毎日一冊! Kennie の読書日記

面白い本をガンガン紹介していきます!!

風流夢憚

【作者】

 深沢七郎

 

【あらすじ・概要】

 私の腕時計は寝ている間だけ止まってしまう。

 私が夢の中で渋谷駅でバスを待っていると、各地で日本打倒のための暴動が起きているという。私もバスに乗り込み皇居に赴く。そこでは皇太子や皇太子妃が殺され、皇族が野卑な言葉で罵り合っていた。

 目覚めると腕時計は動いていて、嬉しさに涙する。

 

【感想・考察】

 皇族を侮蔑するような表現を取りながら、一方で革命勢力に対して「左慾(サヨク)」という呼称を使うなど、左右両極を揶揄うコメディーのような作品。

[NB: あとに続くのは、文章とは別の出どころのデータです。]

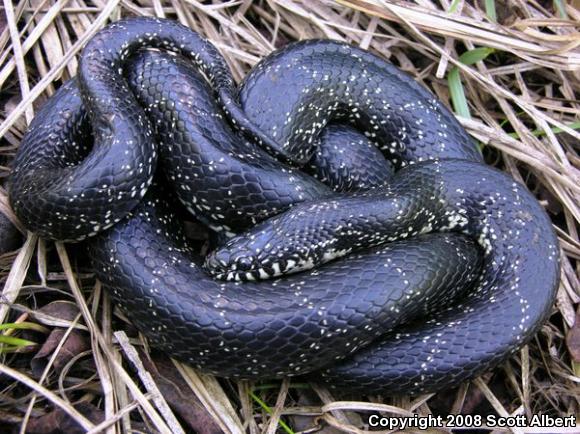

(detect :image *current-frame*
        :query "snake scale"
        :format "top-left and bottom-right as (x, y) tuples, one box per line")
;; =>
(9, 18), (559, 393)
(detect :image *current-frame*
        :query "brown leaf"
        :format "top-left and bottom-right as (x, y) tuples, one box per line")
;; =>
(142, 354), (222, 434)
(38, 300), (79, 321)
(566, 309), (580, 363)
(30, 328), (91, 377)
(26, 402), (104, 434)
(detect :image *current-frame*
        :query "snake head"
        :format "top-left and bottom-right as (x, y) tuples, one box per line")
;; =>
(205, 219), (313, 281)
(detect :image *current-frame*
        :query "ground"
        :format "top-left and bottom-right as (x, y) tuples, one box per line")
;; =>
(0, 0), (580, 434)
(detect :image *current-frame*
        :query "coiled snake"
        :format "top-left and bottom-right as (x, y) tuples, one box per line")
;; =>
(10, 18), (559, 393)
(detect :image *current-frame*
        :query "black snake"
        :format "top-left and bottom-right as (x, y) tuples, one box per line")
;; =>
(10, 18), (559, 393)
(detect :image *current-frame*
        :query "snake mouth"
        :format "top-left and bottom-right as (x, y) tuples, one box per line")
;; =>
(205, 248), (314, 282)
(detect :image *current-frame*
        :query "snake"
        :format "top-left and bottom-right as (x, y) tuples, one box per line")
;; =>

 左右イデオロギー対立への醒めた態度を表明し、表現の自由を謳歌する姿勢を示した作品なのだと思うし、その意義は理解する。

 ただ表現は極めて低俗。特に皇族を殺害する描写は、皇族であるということを差し引いて一般人の殺害描写として見ても低俗で気分が悪い。

 1960年に発表された時には、右翼団体の少年が出版社の社長宅に乗り込んで家政婦を殺害する事件も起こり物議を醸した。

 出版禁止となったこのような作品が電子出版の形で読めることには意義があると感じるが、Prime Reading の無料特典として前面に押し出してくるのは驚き。